20. The machine readable medium of claim 19 further comprising decompressing the document

21. The machine readable medium of claim 16, wherein removing all non-functional characters further comprises eliminating any markup language comments, carriage returns, line feeds, spaces, or tab characters that are not relevant to the functionality of the data in the document.

22. The machine readable medium of claim 16, wherein storing the compressed and optimized document directly into a universal plug-and-play stack further comprises replacing an un-optimized and uncompressed document with the corresponding optimized and compressed document in the same location within the stack code.

23. The machine readable medium of claim 16, wherein compressing the document further comprises:

parsing the web-based document into a stream of individual characters;

inputting a first set of characters from the stream into a memory buffer;

appending subsequent characters into the buffer from the stream;

checking whether a consecutive sequence of subsequent characters matches any consecutive block of characters currently in the buffer; and

replacing any set of consecutive subsequent characters that match a block of consecutive characters in the buffer with a look-back pointer value to the location in the buffer that equals the start of the consecutive block and a value that corresponds to the length of the block.

24. A system, comprising:

a bus;

a processor coupled to the bus;

a network interface card coupled to the bus; and

memory coupled to the processor, the memory adapted for storing instructions, which upon execution by the processor optimize a web-based markup language document by removing all non-functional characters, compress the document, store the compressed and optimized document directly in a universal plug and play stack, and decompress and transmit the document in real-time in response to any given access request.

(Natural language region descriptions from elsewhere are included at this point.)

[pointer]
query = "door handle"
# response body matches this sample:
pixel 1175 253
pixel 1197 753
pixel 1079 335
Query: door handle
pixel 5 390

25. The system of claim 24 wherein storing the compressed and optimized document directly into a universal plug-and-play stack further comprises storing the document on a first device connected to a network.

26. The system of claim 25 wherein any given access further comprises any access by a second device connected to the network.

27. The system of claim 26, wherein decompressing the document in real-time to be available for any given access further comprises decompressing the document when the document is accessed by a device on the network.

28. The system of claim 27 further comprising decompressing the document

29. The system of claim 28, wherein removing all non-functional characters further comprises eliminating any markup language comments, carriage returns, line feeds, spaces, or tab characters that are not relevant to the functionality of the data in the document.

30. The system of claim 24, wherein storing the compressed and optimized document directly into a universal plug-and-play stack further comprises replacing an un-optimized and uncompressed document with the corresponding optimized and compressed document in the same location within the stack code.

31. The system of claim 24, wherein compressing the document further comprises:

parsing the web-based document into a stream of individual characters;

inputting a first set of characters from the stream into a memory buffer;

appending subsequent characters into the buffer from the stream;

checking whether a consecutive sequence of subsequent characters matches any consecutive block of characters currently in the buffer; and

replacing any set of consecutive subsequent characters that match a block of consecutive characters in the buffer with a look-back pointer value to the location in the buffer that equals the start of the consecutive block and a value that corresponds to the length of the block.

32. The system of claim 31, wherein the look-back pointer and length values further comprise a combined byte-length value of one or more bytes, the pointer and length values each having assigned a specific number of bits of the byte-length value weighted according to the best possible compression of a given document.

33. The system of claim 32, wherein the distribution of bits between the pointer and length values is partially based on the speed required for decompression.

34. The system of claim 33 further comprising limiting the compression scheme to only compress sequences of characters longer than a certain length.